Key company sales gauge recovers to pre-pandemic level
A key sales gauge has recovered past its pre-pandemic level, according to a new quarterly survey of business conditions by the National Association for Business Economics.
Why it matters: It’s another sign of businesses bouncing back from the depths of the pandemic recession, even with soaring coronavirus cases and a full economic recovery still far off.
- More companies said profits margins were rising (30%) versus falling (16%), compared to the 21% and 25% respectively reported in the previous survey released in October. 53% reported no change.
What they’re saying: “Momentum has continued to build, and survey respondents seem much more positive about the future today,” Manuel Balmaseda, chief economist at materials supplier CEMEX and NABE president, said in a release.

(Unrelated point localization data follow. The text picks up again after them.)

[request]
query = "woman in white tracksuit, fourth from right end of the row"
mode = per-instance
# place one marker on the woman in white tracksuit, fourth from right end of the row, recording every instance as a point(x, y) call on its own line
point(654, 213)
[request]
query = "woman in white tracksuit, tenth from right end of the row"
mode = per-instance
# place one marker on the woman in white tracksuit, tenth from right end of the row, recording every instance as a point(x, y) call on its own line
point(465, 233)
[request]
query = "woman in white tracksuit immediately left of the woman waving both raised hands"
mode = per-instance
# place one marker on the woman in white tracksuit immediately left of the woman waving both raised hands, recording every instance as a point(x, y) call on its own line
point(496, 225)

Other findings: An index measuring businesses’ plans to add workers over the next three months jumped 20 points to the highest level since Q2 2019.

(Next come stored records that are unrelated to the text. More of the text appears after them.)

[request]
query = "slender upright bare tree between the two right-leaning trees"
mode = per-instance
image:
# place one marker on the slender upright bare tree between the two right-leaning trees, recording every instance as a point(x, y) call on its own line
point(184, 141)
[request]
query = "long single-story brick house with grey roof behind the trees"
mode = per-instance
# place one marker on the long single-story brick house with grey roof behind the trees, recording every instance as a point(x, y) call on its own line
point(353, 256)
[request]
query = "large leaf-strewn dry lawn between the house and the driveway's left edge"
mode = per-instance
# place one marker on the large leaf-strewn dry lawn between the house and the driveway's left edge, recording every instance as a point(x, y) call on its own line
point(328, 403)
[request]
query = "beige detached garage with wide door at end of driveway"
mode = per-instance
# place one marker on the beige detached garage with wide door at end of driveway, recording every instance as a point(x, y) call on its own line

- The net number of respondents reporting higher prices charged for products surged 14 points from October, largely because of higher prices charged by goods-producing firms.
- Most (60%) expect prices charged to hold steady over the next three months. 35% expect prices to rise, compared to 26% that said so in the last survey.
- A gauge for the number of firms reporting more expensive materials tripled in the latest survey.
Worth noting: Almost half (46%) of respondents said neither the vaccine rollout or the Biden administration impacted expectations for company sales, hiring or capital spending expectations.
- But 37% said it impacts their outlook positively, while 5% said there’s a negative effect.